I have installed a Compaq NC6134 Gigabit Fibre NIC from an older server into a recently-bought DL380G3 server (which is the dedicated backup server) in order to improve the current throughput of the nightly backup regime.
Current speed of host to host backups using the inbuilt UTP interface varies from 20-200MB/min depending on size of volumes, number of files and age of the host being backed up.
(Servers include two DL360G1's and a dual-CPU ML570G1 with 12*72GB Ultra3 drives - the backup host is a DL380G3 which is running ARCserve7 for NetWare. All servers are on NetWare 6.0 SP3.)
The UTP port is connected to a 3COM 3300 switch and therefore runs at 100Mb/s Full Duplex.
The 3300 switch connects to a 3COM Super Stack II 9300 Gigabit fibre switch which connects to the other host servers via their own Compaq NC6134 Gigabit fibre NIC's.
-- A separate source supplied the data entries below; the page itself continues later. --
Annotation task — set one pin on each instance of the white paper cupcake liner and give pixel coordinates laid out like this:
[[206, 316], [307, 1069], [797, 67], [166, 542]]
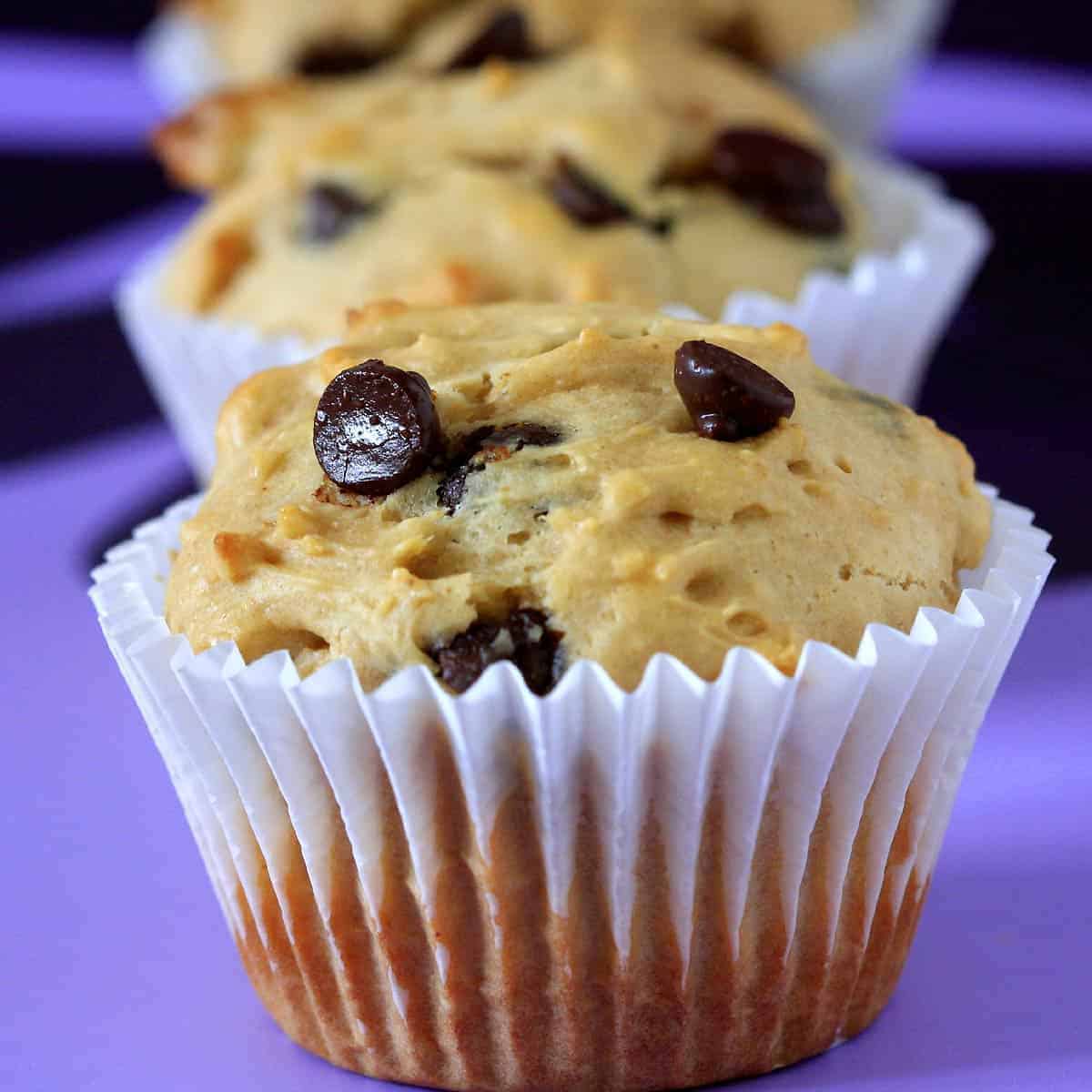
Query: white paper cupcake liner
[[852, 82], [594, 889], [875, 327]]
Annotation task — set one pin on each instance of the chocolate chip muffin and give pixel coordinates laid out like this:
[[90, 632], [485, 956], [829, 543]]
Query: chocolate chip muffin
[[545, 484], [508, 184], [256, 39]]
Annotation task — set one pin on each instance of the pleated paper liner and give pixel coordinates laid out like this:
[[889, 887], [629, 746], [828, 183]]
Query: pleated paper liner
[[592, 890], [875, 327], [852, 82]]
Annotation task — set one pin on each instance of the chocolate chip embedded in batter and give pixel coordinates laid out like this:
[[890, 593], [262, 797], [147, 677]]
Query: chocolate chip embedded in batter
[[330, 210], [503, 37], [589, 203], [525, 639], [489, 445], [729, 397], [784, 180], [334, 57], [376, 430]]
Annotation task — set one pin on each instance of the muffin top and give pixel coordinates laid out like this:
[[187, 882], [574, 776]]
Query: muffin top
[[508, 183], [257, 39], [545, 484]]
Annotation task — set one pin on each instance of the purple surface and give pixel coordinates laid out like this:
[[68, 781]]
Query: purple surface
[[83, 273], [119, 975]]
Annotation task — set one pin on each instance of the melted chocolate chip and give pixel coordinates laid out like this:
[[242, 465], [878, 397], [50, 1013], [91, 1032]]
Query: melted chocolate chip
[[336, 57], [525, 639], [484, 446], [785, 181], [727, 397], [589, 203], [376, 430], [330, 210], [584, 200], [505, 37]]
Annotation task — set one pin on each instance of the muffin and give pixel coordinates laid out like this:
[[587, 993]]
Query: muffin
[[259, 41], [505, 675], [507, 184], [567, 479]]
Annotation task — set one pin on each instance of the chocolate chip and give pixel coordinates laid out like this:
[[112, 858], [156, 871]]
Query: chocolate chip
[[336, 57], [376, 430], [489, 445], [330, 210], [525, 639], [727, 396], [505, 37], [784, 180]]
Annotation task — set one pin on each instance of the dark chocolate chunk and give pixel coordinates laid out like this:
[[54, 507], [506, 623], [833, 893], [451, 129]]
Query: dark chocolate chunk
[[376, 430], [489, 445], [525, 639], [782, 179], [330, 210], [334, 57], [727, 396], [505, 37]]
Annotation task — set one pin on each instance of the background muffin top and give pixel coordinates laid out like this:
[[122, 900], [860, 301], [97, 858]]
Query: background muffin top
[[261, 38], [509, 183], [571, 511]]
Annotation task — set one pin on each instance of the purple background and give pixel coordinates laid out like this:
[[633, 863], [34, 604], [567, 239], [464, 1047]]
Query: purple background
[[119, 973]]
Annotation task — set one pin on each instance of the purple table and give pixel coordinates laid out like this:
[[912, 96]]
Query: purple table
[[118, 975]]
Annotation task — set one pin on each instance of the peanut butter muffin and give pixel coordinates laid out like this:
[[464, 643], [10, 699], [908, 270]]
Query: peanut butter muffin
[[508, 184], [257, 39], [551, 484]]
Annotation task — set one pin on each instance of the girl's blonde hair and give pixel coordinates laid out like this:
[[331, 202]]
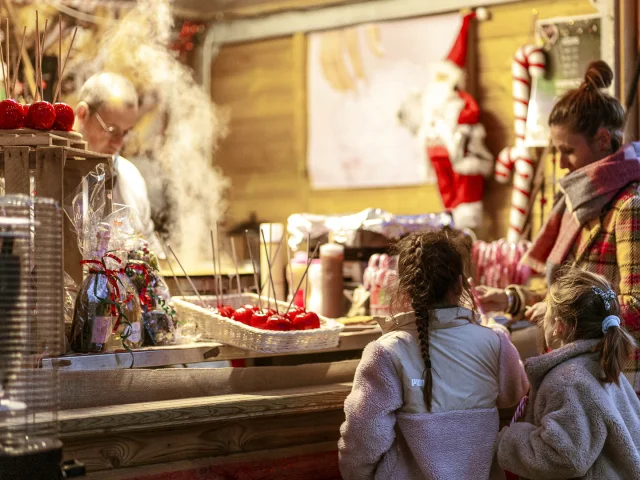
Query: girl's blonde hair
[[575, 301]]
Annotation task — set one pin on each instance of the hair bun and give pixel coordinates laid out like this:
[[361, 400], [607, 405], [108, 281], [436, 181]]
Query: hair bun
[[598, 75]]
(so upgrading the ARCserve server to a Gigabit Fibre card and placing it onto the 9300 switch with all the other servers seems like a logical improvement).
All Fibre NIC's run at 1000Mbps Full Duplex.
(Auto-negotiated, although I have been unsuccessful thus far in turning this off and using forced settings - apparently, according to the driver help screen, the NC71xx will accept manual settings in NetWare but the NC61xx will ignore any of these settings)
Note that the existing servers all have V2.75 (24 August 2001) NIC drivers for the NC6134 and have worked without any glitch or error for a long time. (several years)
Checking of the server console statistics screen shows that there are no NIC errors at all - no bad packets, no jabber, no failed RX or TX bytes...
I had downloaded the latest NetWare Compaq/HP NIC drivers from HP (V7.51 Dec 2004) and applied it to the backup server only, at the same time as was installing the NC6134 NIC there. (ie. don't make multiple changes at a time, so all other servers untouched..)
The first overnight backup was marginally improved over the UTP interface, however, each subsequent night the performance degraded worse than the previous until a 2 hour incremental job (on 100Mb UTP) was taking 8 hours (on fibre) after three nights of incrementals.
Also, at this time any workstation connected to the backup server now seemed to intermittently freeze for 5-10 secs every 10 secs or so in any comms operations such as copying a large file via Windows Explorer or in accessing the ARCserve management console - for the latter the regular freeze would make inspecting the backup logs unworkable as would continually rescroll to the bottom of the log after each freeze episode despite the operator attempting to read further up the log, and for the former a straight copy of a file would effectively proceed at a crawl and then fail via a timeout (eg. a 1GB file would have a copy completion estimate of 20 mins in Windows but after 10+ minutes a "Network drive invalid" message would appear and the copy would fatally halt. In normal operation a 1GB file will copy in a few minutes server to server and not much slower to the desktop)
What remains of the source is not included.